Friday, March 18, 2016

Happy 100th Birthday to our National Parks

Our country's national parks turn 100 this year! One focus of the celebration includes inviting citizens to visit the parks they own and take advantage of the natural landscapes available to them.

To help with this goal, the parks service has launched the "Every Kid in a Park" initiative. This new program provides fourth graders free access to federal lands and waters. The access pass is valid for the 2015- 2016 school year. The pass grants free entry for fourth graders and three accompanying adults (or an entire vehicle) at more than 2,000 federally managed sites. Teachers can request individual passes for their entire class. Get more information at everykidinapark.gov

Even if you don't know a fourth grader, use this 100th anniversary year to immerse yourself in local nature near you. Follow the link below to Find Your Park.  Death Valley and Joshua Tree National Parks can be visited now. Head to Sequoia or Channel Islands National Park when it warms up this summer.  http://www.nationalparks.org/our-work/celebrating-100-years-service

Here are three reasons to seek out some time in nature.

Preventing Computer Vision Syndrome (CVS) is the term used to describe eye problems caused by staring at a screen close to your face for prolonged periods.  Do you work on a computer for a living? Do you watch TV when you’re not working?  If so, you’re at risk of developing the symptoms associated with CVS: blurred vision, double vision, dry/red eyes, eye irritation, headaches, and neck or back pain.  Getting outside and focusing on objects not two feet from your face can help to prevent and even reverse these symptoms.

Get Fresh Air  Indoor pollutants are normally 2 to 5 (and up to 100) times higher than outdoor pollutants.  And, according to the California Air Resources Board “indoor air-pollutants are 25-62% greater than outside levels and this difference poses a serious risk to health.”  Such health risks include heart disease, lung cancer, chronic bronchitis, and asthmatic attacks.

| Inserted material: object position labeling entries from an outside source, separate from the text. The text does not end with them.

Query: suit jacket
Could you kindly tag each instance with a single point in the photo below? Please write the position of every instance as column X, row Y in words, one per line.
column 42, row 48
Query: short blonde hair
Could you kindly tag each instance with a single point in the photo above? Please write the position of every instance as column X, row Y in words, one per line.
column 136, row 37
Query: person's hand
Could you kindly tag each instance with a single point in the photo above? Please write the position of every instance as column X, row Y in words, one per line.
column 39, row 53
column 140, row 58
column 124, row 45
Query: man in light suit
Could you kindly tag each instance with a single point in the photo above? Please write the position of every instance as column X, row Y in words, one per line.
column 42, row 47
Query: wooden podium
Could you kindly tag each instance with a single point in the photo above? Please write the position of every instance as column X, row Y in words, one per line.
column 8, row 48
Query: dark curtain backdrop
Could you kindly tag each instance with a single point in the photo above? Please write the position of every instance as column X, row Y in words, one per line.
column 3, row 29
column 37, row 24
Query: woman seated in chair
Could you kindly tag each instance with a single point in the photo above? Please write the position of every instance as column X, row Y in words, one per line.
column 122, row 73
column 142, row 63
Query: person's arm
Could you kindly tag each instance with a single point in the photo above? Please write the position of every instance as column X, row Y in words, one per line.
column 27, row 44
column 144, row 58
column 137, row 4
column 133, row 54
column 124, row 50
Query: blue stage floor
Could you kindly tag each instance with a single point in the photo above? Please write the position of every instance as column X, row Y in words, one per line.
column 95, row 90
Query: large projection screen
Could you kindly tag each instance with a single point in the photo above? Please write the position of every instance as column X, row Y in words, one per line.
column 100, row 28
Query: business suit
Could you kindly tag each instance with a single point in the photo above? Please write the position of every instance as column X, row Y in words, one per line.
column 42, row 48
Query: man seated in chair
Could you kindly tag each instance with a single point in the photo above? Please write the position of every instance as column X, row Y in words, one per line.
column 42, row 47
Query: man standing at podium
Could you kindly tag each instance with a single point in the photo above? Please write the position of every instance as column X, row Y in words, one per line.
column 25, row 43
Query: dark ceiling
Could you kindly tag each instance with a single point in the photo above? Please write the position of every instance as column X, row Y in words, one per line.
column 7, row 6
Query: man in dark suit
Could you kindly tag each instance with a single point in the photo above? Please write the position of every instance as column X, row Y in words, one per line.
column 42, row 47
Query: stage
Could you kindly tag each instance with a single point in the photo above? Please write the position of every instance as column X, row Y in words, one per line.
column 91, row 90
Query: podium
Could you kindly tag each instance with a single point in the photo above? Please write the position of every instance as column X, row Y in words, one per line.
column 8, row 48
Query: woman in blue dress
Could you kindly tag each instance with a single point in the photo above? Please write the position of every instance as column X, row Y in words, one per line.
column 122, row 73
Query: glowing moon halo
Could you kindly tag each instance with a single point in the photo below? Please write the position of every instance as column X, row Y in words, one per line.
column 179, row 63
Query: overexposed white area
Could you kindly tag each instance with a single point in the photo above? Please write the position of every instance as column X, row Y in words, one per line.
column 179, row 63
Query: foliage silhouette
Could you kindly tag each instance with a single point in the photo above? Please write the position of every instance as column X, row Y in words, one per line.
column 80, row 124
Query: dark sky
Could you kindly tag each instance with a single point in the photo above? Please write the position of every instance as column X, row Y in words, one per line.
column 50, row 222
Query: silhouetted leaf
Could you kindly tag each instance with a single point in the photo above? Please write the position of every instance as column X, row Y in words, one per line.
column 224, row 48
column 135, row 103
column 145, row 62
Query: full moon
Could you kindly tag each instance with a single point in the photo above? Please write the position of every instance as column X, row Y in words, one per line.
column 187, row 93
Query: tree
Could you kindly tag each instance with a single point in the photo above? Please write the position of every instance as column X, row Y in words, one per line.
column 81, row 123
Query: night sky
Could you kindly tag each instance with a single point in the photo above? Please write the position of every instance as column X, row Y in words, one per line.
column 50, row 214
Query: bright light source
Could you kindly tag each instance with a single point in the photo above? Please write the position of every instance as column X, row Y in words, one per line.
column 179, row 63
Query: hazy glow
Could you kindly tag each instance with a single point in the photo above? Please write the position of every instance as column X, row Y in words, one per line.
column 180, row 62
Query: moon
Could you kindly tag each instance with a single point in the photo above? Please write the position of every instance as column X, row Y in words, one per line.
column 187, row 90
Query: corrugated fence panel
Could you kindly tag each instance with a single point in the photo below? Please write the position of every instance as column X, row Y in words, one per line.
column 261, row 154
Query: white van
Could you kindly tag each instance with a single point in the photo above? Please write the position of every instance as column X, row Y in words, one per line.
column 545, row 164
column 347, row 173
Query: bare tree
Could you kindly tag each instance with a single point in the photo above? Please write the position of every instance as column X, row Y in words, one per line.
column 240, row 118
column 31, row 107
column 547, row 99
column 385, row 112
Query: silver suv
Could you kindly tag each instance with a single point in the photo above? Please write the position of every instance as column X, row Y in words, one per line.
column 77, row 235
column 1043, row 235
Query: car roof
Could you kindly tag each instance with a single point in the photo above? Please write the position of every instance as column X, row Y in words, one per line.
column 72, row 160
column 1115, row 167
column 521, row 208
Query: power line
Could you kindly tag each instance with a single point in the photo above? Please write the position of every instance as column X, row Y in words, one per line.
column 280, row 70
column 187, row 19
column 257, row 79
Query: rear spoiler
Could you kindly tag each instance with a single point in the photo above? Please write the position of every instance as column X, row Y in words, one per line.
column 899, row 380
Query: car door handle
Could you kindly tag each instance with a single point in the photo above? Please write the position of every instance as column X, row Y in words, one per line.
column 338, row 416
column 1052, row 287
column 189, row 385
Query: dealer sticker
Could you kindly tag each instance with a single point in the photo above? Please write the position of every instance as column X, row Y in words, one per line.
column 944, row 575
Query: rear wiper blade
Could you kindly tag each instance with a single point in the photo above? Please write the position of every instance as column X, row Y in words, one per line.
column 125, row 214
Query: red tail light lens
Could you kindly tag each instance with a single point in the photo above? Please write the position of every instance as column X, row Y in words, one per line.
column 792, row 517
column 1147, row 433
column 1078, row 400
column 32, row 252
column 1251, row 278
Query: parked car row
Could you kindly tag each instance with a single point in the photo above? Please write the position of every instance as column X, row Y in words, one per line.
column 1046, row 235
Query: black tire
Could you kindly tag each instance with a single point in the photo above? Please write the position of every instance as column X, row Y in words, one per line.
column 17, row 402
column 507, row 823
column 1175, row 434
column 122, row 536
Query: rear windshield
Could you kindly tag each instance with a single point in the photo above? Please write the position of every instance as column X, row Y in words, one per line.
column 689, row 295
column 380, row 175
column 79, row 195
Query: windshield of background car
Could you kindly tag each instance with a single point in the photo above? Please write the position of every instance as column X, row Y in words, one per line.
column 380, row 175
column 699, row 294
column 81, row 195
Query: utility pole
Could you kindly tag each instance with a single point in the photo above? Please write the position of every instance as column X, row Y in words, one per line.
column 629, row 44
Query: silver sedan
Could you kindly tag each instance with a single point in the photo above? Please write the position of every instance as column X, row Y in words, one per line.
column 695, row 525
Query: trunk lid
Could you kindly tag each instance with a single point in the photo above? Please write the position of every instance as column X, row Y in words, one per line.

Improve Your Psychological Health  Spending time in nature has been linked to improved attention spans (short and long term), boosts in serotonin (the feel good neurotransmitter) and shows increased activity in the parts of the brain responsible for empathy, emotional stability, and love (whereas urban environments do the same for fear and anxiety).

Get Outside This Week
Stay Active & Enjoy Your Food 

Friday, March 11, 2016

Brain-Body Benefits of Meditation

The influences of meditation stretch from head to toe, positively affecting your brain, heart and immune system, and helping with chronic pain, insomnia and depression.

BRAIN
Upgrade Attention - Multiple studies show that meditation improves your attention span. Even just five days of meditation practice produced results.

Improve Mood - Meditator's moods steadily improved over a three-month period.

Soothe Anxiety - An analysis of nearly 19,000 studies showed that meditation can reduce anxiety and depression.

BODY
Reduce Stress Side Effects - Meditation helps reduce levels of the stress hormone cortisol. This supports a sharper memory, healthier weight and better sleep.

Slow Aging - Telomerase, the enzyme that prevents premature aging in cells, is suppressed when we are stressed. Meditation can increase telomerase activity by 30 percent.

Lower Pain - Participants reported a 40 percent decrease in pain intensity during meditation.

Boost Immunity - Meditation increases antibody levels, helping the body fight off illness and infections. 

Meditation can be a powerful ally for your mind, body and spirit. Make it part of your healthy lifestyle along with cardiovascular exercise, strength training, flexibility practice and conscious eating. Calm.com offers a free guide to meditation, taking you through the steps in a no-nonsense, non-threatening process.


Slow Down, Breathe
Center Your Spirit

Saturday, March 5, 2016

Guilt-Free Treats

Our everyday nutrient-filled foods are vegetables, fruits, lean meats, whole grains and healthy oils. But sometimes we all desire a little indulgence. You can include treats in your balanced life of healthy eating without guilt. Here are some strategies to help.

Know what a true craving is
If you've been eating a diet filled with processed foods, biochemical "addictions" can deceive you. It can be challenging at the beginning to discern a true craving. Once you know that you are craving pasta, for example, plan to allow yourself pasta the following day. You'll avoid feelings of guilt by not giving in spontaneously and in the meantime the craving may subside.

Use the 80 percent rule. 
If you can practice good habits 80 percent of the time, you'll succeed. You need to enjoy what you are eating, Otherwise, you won't stick to your eating plan over time.

Choose your splurges
Sometimes you'll be faced with indulgent foods in the moment, say at a family event. Strive to differentiate between your everyday foods and your indulgences, and then determine which splurges will be most satisfying. I might choose a doughnut at the office this morning over a brownie after dinner the following evening. In another situation, when you are out to dinner, you might choose an alcoholic beverage or a dessert, but not both.  

Occasional indulgences are part of a healthy lifestyle of nutritious eating and consistent movement. Remember that you are striving for sustainability and consistency in your eating habits for - not a month, not a year - but a lifetime of good health.